Cameroun : la réforme foncière confie aux chefs de village la délivrance de titres provisoires
Au Cameroun, une nouvelle étape de la réforme foncière franchira un cap décisif à compter du 1er avril 2026. Une circulaire signée par le ministre des Domaines, du Cadastre et des Affaires foncières, Henri Eyebe Ayissi, habilite désormais les chefs traditionnels de troisième degré autrement dit les chefs de village à délivrer des titres fonciers provisoires.

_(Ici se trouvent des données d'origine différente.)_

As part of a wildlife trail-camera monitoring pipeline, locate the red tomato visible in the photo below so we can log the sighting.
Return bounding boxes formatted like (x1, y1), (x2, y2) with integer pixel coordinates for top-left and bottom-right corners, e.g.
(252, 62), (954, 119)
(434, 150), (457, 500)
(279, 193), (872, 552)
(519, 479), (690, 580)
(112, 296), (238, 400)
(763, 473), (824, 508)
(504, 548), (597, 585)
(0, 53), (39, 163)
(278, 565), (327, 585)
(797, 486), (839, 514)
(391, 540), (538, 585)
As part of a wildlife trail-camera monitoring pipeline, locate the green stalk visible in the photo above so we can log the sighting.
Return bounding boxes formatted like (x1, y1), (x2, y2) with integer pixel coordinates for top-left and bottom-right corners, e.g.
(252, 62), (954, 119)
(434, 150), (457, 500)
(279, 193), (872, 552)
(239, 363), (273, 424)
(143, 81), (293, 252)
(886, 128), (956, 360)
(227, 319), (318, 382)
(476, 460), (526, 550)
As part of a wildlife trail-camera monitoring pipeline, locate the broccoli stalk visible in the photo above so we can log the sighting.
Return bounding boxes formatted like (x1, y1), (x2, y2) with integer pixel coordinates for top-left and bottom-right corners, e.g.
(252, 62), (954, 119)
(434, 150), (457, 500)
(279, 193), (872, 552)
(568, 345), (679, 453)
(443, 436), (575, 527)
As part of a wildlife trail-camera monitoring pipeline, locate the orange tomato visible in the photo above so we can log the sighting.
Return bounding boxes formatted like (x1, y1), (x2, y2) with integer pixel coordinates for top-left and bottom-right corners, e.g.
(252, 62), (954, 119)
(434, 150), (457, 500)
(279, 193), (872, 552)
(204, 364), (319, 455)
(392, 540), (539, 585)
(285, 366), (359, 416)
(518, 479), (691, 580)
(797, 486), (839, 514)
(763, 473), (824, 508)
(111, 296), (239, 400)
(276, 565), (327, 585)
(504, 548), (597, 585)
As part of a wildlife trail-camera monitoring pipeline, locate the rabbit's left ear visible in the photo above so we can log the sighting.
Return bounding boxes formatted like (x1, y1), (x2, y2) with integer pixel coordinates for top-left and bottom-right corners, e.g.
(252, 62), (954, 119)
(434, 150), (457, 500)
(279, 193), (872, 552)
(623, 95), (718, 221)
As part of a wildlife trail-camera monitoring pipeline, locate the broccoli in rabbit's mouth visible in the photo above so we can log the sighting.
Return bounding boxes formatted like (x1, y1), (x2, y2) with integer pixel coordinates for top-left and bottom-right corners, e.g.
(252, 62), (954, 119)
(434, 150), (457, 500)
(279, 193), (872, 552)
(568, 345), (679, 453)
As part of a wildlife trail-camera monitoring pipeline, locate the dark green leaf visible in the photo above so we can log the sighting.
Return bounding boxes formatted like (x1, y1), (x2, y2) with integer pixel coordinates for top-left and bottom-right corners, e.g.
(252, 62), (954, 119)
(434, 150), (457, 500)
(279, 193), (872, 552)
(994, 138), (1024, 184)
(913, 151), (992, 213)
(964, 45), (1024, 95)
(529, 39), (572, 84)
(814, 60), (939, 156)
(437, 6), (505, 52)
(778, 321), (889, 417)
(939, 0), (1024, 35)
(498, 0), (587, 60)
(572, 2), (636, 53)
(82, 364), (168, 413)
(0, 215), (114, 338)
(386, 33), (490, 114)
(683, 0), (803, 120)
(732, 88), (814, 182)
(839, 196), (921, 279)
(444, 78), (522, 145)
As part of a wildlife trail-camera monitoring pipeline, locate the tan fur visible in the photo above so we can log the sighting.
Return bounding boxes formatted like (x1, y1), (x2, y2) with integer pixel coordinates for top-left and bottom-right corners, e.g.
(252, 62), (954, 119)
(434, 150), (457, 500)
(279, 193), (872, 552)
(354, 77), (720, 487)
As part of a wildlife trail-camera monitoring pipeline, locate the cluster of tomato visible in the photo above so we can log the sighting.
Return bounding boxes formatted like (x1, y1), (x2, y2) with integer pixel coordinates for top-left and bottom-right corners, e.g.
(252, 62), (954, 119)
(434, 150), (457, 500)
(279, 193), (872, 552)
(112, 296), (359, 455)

Pour le gouvernement, cette mesure constitue une « prérogative forte » confiée aux autorités coutumières, afin de mieux protéger les terres communautaires contre les accaparements abusifs et les spéculations foncières qui sévissent dans plusieurs régions. Dans de nombreuses localités, cette décision a suscité l’adhésion des chefs traditionnels. C’est notamment le cas de Benjamin Yakana, chef de troisième degré du village Ombessa, dans la région du Centre. Selon lui, cette réforme replace la chefferie traditionnelle au cœur de la gouvernance foncière et devrait contribuer à apaiser les tensions sociales liées aux litiges. Il estime que l’implication directe des chefs de village est de nature à renforcer la transparence et à favoriser l’émergence de consensus au sein des communautés.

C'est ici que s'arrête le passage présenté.